Mezzosoprano Alicia Hall Moran is impossible to pigeonhole. She is a singer and composer who effortlessly navigates between diverse disciplines such as opera, jazz, theatre and art. She received her
musical education at Barnard College/Columbia University and the Manhattan School of Music and was taught by major figures in the world of classical music such as Shirley Verrett, Adele Addison, Betty Allen, Hilda Harris and Martina Arroyo.
Alicia Hall Moran has collaborated with acclaimed artists like Carrie Mae Weems, Adam Pendleton, Joan Jonas, Ragnar Kjartansson, Simone Leigh, Liz Magic Laser, curator Okwui Enwezor and choreographer Bill T. Jones, from musicians like Bill Frisell and Charles Lloyd and various writers ranging from Simon Schama to Carl Hancock Rux. For example, as artist-in-residence she curated the five-day performance cycle BLEED together with her husband, pianist Jason Moran, at the Whitney Biennial, featuring a combination of song, dance, poetry, diaries, film and journalism. They also developed work for events such as the Venice Biennale, the Walker Art Center and the Philadelphia Museum of Art, Carnegie Hall and the Elb Philharmonie in Hamburg. In 2017 they received an Art of Change fellowship from the Ford Foundation.

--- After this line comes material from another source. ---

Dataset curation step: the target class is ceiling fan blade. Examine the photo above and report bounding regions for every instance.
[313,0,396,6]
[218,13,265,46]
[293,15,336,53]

In addition, she was artist-in-residence at the Isabella Stewart Gardner Museum and has received commissions from institutes including Art Basel in Miami, the MASSMoCA, Museum of Modern Art, The Kitchen and Histories Remixed/Art Institute Chicago. She has written critically acclaimed works including her first album HEAVY BLUE, the motown project, The Five Fans, Breaking Ice: The Battle of the Carmens, and Black Wall Street. She made her Broadway debut in the Tony Award-winning production of Gershwin’s Porgy and Bess and sang the role of Bess in the subsequent tour.
Podcast maker Stephan Sanders (Haarlem, 1961) is a Dutch writer, journalist, columnist and presenter. He studied Political Science at the University of Amsterdam, worked for a large period as editor of
de Groene Amsterdammer, and lectured at the UvA, the University of Minnesota (USA), the University of Iowa (USA) and the University of Groningen.
Sanders presented radio and television programmes for various broadcasters (VPRO, KRO, Human, NOS/NTR) including Het Blauwe Licht (with Anil Ramdas) and Met het Oog op Morgen. As a columnist he worked for publications such as Vrij Nederland, de Volkskrant, and Trouw. Some of his book titles are: Ai, Jamaica (stories), Buitenwacht (essays) and Iets meer dan een seizoen (memoires).